Le sommet des Chefs d’État de la Communauté Économique des États de l’Afrique de l’Ouest se tiendra le 15 décembre prochain à Abuja au Nigeria. L’une des questions cruciales à aborder au cours de ces assises est d’entériner l’acte de retrait du Burkina Faso, du Mali et du Niger de la communauté. Décision douloureuse qui partagent les Chefs d’État et les populations des États membres, totalement embarrassés de voir s’éclater une organisation vieille de 49 ans. A quelques jours de cet ultime sommet, presque toutes les tentatives de médiation ont échoué, les pays de l’AES restant hermétiquement sur leur position de retrait. Pour autant toutes les portes ne sont pas fermées. Une réconciliation est possible pour sauver l’organisation qui a fait ses preuves et qui demeure aujourd’hui une référence en matière de réussite d’intégration régionale. L’abandon du protocole additionnel source de toutes les tensions et revenir à la version originelle de la CEDEAO, celle des pères fondateurs, semble être une option pour la réconciliation et que pourraient poser les pays de l’AES pour sauver les meubles.
Après quarante-neuf (49) ans d’existence, la Communauté Économique des États de l’Afrique de l’Ouest (CEDEAO) jouera son destin le 15 décembre 2024 à Abuja à l’occasion du sommet des Chefs d’État. Trois pays, Le Burkina Faso, le Mali et le Niger ont claqué la porte à l’organisation communautaire le 28 janvier 2024. A l’origine de la crise, les menaces d’intervention militaire de la CEDEAO à la suite du coup d’état intervenu au Niger le 26 juillet 2023, afin de rétablir le Président déchu dans ses fonctions, ainsi que les sanctions financières et économiques punitives prises conjointement par la CEDEAO et l’Union Economique et monétaire Ouest Africaine (UEMOA) pour faire plier les militaires qui ont pris le pouvoir au Niger.
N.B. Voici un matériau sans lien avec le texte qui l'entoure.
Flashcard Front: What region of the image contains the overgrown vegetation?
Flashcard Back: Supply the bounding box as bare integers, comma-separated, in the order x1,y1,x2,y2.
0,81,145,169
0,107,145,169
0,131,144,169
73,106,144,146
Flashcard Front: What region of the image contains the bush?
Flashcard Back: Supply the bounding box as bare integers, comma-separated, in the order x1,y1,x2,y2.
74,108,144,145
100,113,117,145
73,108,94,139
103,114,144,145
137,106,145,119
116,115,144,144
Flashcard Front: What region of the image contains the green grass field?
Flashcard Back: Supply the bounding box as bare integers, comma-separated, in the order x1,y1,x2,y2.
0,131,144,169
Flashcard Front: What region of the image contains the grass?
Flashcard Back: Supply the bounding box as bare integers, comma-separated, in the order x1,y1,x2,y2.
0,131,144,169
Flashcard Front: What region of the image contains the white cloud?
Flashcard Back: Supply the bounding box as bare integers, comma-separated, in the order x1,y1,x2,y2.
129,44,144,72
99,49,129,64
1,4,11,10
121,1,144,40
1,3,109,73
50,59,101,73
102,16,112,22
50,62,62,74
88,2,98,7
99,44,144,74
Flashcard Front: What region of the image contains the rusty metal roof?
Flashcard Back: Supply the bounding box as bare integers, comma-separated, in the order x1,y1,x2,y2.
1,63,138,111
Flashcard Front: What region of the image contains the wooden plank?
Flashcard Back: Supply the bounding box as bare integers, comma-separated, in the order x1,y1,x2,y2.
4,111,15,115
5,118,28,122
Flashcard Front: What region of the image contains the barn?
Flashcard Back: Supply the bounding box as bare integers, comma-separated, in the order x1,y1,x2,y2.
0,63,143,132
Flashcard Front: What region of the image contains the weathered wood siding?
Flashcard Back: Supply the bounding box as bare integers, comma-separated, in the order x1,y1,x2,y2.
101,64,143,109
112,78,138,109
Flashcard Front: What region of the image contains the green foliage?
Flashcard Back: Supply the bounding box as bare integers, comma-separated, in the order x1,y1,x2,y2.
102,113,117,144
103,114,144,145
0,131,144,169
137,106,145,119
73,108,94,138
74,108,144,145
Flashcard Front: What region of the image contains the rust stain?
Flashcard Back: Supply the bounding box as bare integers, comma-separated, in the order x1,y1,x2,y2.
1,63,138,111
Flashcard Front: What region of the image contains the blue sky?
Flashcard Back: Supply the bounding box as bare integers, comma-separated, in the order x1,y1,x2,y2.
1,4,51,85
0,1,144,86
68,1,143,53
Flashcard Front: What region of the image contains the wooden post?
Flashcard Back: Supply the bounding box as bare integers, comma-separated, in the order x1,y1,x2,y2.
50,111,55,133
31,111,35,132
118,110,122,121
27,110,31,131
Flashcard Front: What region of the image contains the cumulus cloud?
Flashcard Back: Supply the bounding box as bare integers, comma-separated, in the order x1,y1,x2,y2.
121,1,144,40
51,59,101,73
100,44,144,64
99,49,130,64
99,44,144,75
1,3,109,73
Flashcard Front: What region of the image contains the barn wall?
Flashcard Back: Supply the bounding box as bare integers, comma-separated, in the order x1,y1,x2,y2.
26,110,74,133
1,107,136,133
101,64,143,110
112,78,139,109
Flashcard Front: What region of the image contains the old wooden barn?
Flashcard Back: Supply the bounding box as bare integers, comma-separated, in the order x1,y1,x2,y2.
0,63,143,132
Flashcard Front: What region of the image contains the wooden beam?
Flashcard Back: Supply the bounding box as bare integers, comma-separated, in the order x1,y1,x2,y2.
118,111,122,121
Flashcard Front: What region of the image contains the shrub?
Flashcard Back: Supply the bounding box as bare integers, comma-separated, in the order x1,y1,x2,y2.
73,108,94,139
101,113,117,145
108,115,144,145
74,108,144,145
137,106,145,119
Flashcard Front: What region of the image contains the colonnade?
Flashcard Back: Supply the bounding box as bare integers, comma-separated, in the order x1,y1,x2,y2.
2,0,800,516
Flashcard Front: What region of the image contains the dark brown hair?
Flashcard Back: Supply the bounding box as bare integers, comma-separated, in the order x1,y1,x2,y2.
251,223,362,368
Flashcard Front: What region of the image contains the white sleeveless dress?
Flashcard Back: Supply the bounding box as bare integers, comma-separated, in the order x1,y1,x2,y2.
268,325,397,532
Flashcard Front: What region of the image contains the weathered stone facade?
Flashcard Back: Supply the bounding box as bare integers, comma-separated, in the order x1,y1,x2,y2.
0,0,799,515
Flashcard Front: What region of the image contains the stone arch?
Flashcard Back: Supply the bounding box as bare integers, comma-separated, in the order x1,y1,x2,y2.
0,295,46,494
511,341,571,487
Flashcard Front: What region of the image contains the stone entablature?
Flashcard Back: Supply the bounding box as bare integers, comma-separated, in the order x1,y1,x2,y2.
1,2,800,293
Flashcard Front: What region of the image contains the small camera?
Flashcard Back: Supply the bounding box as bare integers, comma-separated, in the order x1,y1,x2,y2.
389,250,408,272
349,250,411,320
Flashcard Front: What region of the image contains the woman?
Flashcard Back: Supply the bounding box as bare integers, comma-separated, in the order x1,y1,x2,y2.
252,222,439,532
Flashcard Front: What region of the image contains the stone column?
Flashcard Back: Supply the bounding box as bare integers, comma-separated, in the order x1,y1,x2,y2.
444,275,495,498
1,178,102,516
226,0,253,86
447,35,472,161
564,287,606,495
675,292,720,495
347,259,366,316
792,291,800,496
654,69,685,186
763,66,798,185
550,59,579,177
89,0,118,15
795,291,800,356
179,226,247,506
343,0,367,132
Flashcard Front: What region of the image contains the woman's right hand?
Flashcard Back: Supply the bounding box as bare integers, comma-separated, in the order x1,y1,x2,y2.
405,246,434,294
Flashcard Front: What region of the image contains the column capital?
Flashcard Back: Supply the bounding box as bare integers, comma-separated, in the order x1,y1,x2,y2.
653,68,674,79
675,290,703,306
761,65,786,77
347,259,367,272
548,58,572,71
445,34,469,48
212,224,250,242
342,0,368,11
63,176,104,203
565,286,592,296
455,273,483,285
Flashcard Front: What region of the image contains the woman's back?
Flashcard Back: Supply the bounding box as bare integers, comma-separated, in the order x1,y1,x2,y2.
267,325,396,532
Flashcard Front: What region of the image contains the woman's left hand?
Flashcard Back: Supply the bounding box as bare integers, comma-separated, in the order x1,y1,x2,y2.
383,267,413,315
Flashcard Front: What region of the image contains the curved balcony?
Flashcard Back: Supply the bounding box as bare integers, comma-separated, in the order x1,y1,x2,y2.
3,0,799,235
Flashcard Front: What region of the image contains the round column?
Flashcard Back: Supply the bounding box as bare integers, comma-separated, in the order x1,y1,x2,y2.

La CEDEAO se fondait sur le protocole sur la démocratie et la bonne gouvernance additionnel au protocole relatif au mécanisme de prévention, de gestion, de règlement des conflits, de maintien de la paix et de la sécurité, pour justifier les batteries de sanctions prises et les menaces d’intervention militaires brandies à l’endroit du Niger.
Cette décision de la CEDEAO a été très mal comprise, non pas seulement par les dirigeants des pays de l’AES mais aussi par l’écrasante majorité des populations ouest-africaines.
Il apparaît clairement que la principale source de discorde qui a toujours ébranlé la CEDEAO dans la gestion de la crise nigérienne et qui a débouché sur sa fragilisation qui tend vers un éclatement est l’interprétation et la mise en œuvre du protocole additionnel sur la démocratie et la bonne gouvernance. Depuis son adoption, ce protocole a beaucoup plus créé des problèmes qu’il n’en a résolu. A chaque fois qu’on y faisait recours pour ramener les dirigeants d’un pays membres à le respecter, les crises s’aggravent et les populations se divisent davantage. Même quand la CEDEAO parvient à faire plier les pouvoirs des pays en crise, les séquelles des divisions restent pour longtemps.
Pour autant, sur le plan économique, industriel, des transports, des télécommunications, de l’énergie, des ressources naturelles, du commerce, des questions monétaires et financières, des infrastructures, de la libre circulation des biens et des personnes, des projets communs d’intégration véritable, des passeports CEDEAO, pour ne citer que ceux-là, d’énormes efforts ont été accomplis faisant apparaître la CEDEAO comme un maillon, essentiel dans la création de la zone de libre échange continentale (ZLECAF). Point besoin de s’attarder sur les avantages d’appartenir à cette communauté. Les statistiques parlent d’elles-mêmes.
Aussi pour sauver l’organisation pour laquelle les pays de l’AES ont dépensé tant de temps et d’énergie, de compétence et d’argent et pour l’avenir de l’intégration africaine que tous les africains souhaitent à moyen terme, il est nécessaire que le Burkina Faso, le Mali et le Niger reconsidèrent leur position.
La politique de la chaise vide, de l’abandon, ne peut laisser la place à ceux qui veulent asservir et instrumentaliser la CEDEAO. Il serait donc plus judicieux de leur opposer des conditions pour un retour dans la communauté. L’exigence de l’abandon du protocole sur la démocratie et la bonne gouvernance additionnel au protocole relatif au mécanisme de prévention, de gestion, de règlement des conflits, de maintien de la paix et de la sécurité, ou tout au moins sa révision profonde pourrait être mis sur la table par les pays de l’AES. Ce serait une voie qui pourrait permettre la réconciliation au sein de la communauté fortement ébranlée aujourd’hui avec des impacts fortement ressentis par les populations dans tous les pays de la communauté.